In a market dominated by cultural preferences, Black Americans have demonstrated a significant financial commitment to the beauty and haircare industry. According to the 2018 Nielsen report, African Americans spent $54 million on beauty and haircare products in 2017.
Despite the substantial spending power, Black entrepreneurs often struggle to own beauty supply stores as more than 70% of stores in the United States are owned by Korean Americans.
The hold Korean Americans have on this sector can be traced back to their control over the vast majority of the supply chain, from manufacturing to distribution and retail of hair extensions.

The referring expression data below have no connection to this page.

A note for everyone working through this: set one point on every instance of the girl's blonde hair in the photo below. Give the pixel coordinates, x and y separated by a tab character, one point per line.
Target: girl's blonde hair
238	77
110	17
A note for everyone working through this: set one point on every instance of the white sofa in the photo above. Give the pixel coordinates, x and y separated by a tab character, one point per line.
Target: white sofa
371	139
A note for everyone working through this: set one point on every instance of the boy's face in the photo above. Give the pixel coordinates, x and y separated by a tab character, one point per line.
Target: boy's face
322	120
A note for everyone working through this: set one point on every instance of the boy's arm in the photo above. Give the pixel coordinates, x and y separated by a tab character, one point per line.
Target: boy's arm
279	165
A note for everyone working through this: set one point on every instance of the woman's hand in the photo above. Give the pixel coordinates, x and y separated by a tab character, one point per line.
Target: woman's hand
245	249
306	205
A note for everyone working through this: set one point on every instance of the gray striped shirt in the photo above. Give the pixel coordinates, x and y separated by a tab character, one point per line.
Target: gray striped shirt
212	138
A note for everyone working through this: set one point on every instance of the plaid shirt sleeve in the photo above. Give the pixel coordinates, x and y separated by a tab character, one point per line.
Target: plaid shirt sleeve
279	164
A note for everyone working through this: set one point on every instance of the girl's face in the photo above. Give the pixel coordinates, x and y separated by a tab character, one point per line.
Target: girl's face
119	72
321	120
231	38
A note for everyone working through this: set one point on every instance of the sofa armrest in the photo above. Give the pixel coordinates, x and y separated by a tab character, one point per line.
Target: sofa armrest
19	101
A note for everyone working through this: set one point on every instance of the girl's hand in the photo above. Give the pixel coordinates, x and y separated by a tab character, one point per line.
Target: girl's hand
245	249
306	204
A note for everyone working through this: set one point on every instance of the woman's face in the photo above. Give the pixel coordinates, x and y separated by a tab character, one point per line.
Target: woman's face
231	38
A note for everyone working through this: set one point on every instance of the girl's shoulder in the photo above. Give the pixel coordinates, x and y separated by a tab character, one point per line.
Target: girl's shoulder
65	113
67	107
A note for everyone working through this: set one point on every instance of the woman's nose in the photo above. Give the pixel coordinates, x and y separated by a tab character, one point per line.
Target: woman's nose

While owning a beauty supply store may be difficult for African Americans, it’s not impossible, especially for those who are familiar with breaking barriers. In 2002, George Mack became the second African American driver to participate in the Indianapolis 500—following in the footsteps of Willy T. Ribbs, the first African American to compete in the event in 1991.
Eventually, Mack’s desire to embrace his heritage led him to rebrand himself from George Mack to Baron Bey. Transitioning from racing to entrepreneurship, he founded Coast Auto Care and Tires, a venture that resonated with his automotive enthusiasm.
On this episode of “The Word with Jackie Rae,” Bey shares how he navigated the challenges of transitioning from a race car driver to a thriving beauty supply store owner. Bey believes his establishment, Long Beach Hair Gallery, at 1323 Long Beach Blvd., stands as a testament to his determination and the potential for African Americans to succeed in a market that may have once seemed impenetrable.
Long Beach Hair Gallery is open Monday to Saturday, from 9 a.m. to 7:00 p.m. Coast Auto Care and Tires, is at 550 E Pacific Coast Hwy, and is open Monday through Friday from 8 a.m. to 6 p.m., and Saturdays from 8 a.m. to 5 p.m.